Metadata-Version: 2.1
Name: edawesome
Version: 0.1.5
Summary: Quick, easy and customizable data analysis with pandas and seaborn
Author: Timofei Ryko
Author-email: timofei.ryko@gmail.com
Requires-Python: >=3.8,<3.11
Classifier: Programming Language :: Python :: 3
Classifier: Programming Language :: Python :: 3.8
Classifier: Programming Language :: Python :: 3.9
Classifier: Programming Language :: Python :: 3.10
Requires-Dist: ipython (>=8.5.0,<9.0.0)
Requires-Dist: kaggle (>=1.5.12,<2.0.0)
Requires-Dist: pandas (>=1.5.2,<2.0.0)
Requires-Dist: patool (>=1.12,<2.0)
Requires-Dist: pyspark (>=3.3.1,<4.0.0)
Requires-Dist: scikit-learn (>=1.2.0)
Requires-Dist: scipy (>=1.8.0,<1.9.0)
Requires-Dist: seaborn (>=0.12.1,<0.13.0)
Requires-Dist: statsmodels (>=0.13.5,<0.14.0)
Requires-Dist: transitions (>=0.9.0,<0.10.0)
Description-Content-Type: text/markdown

# EDAwesome

This is a package for quick, easy and customizable data analysis with pandas and seaborn. We automate all the routine so you can focus on the data. Clear and cuztomizable workflow is proposed.

## Installation

EDAwesome is generally compatible with standard Anaconda environment in therms of dependencies. So, you can just install it in you environment with pip:

```bash
pip install edawesome
```

You can also install the dependencies, using `requirements.txt`:

```bash
pip install -r requirements.txt
```

If you use Poetry, just include the depedencies in your `pyproject.toml`:

```toml
[tool.poetry.dependencies]
python = ">=3.8,<3.11"
seaborn = "^0.12.1"
kaggle = "^1.5.12"
ipython = "^8.5.0"
transitions = "^0.9.0"
patool = "^1.12"
pyspark = "^3.3.1"
pandas = "^1.5.2"
statsmodels = "^0.13.5"
scikit-learn = ">=1.2.0"
scipy = "~1.8.0"
```

## Usage

This package is designed to be used in Jupyter Notebook. You can use step-by-step workflow or just import the functions you need. Below is the example of the step-by-step workflow:

### Quick start

```python
from edawesome.eda import EDA

eda = EDA(
    data_dir_path='/home/dreamtim/Desktop/Coding/turing-ds/MachineLearning/tiryko-ML1.4/data',
    archives=['/home/dreamtim//Downloads/home-credit-default-risk.zip'],
    use_pyspark=True,
    pandas_mem_limit=1024**2,
    pyspark_mem_limit='4g'   
)
```

This will create the `EDA` object. Now you can load the data into your EDA:

```python
eda.load_data()
```

This will display the dataframes and their shapes. You can also use `eda.dataframes` to see the dataframes. Now you can go to the next step:

```python
eda.next()
eda.clean_check()
```

Let us say, that we don't want to do any cleaning in this case. So, we just go to the next step:

```python
eda.next()
eda.categorize()
```

Now you can compare some numerical column by category just in one line:

```python
eda.compare_distributions('application_train', 'ext_source_3', 'target')
```

### Real-world example

Full notebook which was used for examples above can be found in one of my real ML projects.

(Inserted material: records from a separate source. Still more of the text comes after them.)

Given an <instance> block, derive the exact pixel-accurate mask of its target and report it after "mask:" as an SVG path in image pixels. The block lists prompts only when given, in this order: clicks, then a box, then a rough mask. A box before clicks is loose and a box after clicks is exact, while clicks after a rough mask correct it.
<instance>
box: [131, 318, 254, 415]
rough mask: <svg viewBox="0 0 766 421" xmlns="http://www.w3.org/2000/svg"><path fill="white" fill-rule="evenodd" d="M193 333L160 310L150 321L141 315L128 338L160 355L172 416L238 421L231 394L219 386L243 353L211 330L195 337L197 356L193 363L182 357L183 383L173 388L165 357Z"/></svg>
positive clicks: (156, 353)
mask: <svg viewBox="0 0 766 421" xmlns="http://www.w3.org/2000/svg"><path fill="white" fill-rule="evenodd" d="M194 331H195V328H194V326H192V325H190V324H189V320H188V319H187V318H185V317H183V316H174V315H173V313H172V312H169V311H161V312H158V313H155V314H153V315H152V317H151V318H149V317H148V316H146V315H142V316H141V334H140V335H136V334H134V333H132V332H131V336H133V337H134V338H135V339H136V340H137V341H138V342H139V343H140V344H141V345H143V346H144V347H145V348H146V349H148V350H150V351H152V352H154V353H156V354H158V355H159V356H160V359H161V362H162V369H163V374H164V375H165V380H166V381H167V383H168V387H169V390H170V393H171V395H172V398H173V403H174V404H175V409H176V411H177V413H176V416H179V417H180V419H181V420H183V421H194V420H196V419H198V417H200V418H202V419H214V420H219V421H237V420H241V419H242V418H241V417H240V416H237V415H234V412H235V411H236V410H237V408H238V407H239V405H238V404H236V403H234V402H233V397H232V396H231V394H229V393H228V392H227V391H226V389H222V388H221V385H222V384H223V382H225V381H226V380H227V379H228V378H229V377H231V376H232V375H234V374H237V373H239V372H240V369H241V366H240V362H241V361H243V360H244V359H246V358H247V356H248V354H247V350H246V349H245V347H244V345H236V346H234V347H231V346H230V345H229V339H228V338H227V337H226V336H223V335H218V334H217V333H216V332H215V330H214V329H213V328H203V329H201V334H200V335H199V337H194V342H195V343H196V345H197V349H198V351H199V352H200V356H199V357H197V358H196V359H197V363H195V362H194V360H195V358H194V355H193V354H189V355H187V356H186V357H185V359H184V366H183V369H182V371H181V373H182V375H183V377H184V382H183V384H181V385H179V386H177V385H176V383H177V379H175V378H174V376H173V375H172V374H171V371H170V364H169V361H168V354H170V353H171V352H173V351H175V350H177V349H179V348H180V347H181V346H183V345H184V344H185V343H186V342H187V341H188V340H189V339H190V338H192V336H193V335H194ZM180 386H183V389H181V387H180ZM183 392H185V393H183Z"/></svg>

There is also an example `quickstart.ipynb` notebook in this repo.

### Documentation

You can find the documentation [here](https://timofeiryko.github.io/edawesome).

## Contributing

Pull requests are welcome. For major changes, please open an issue first to discuss what you would like to change.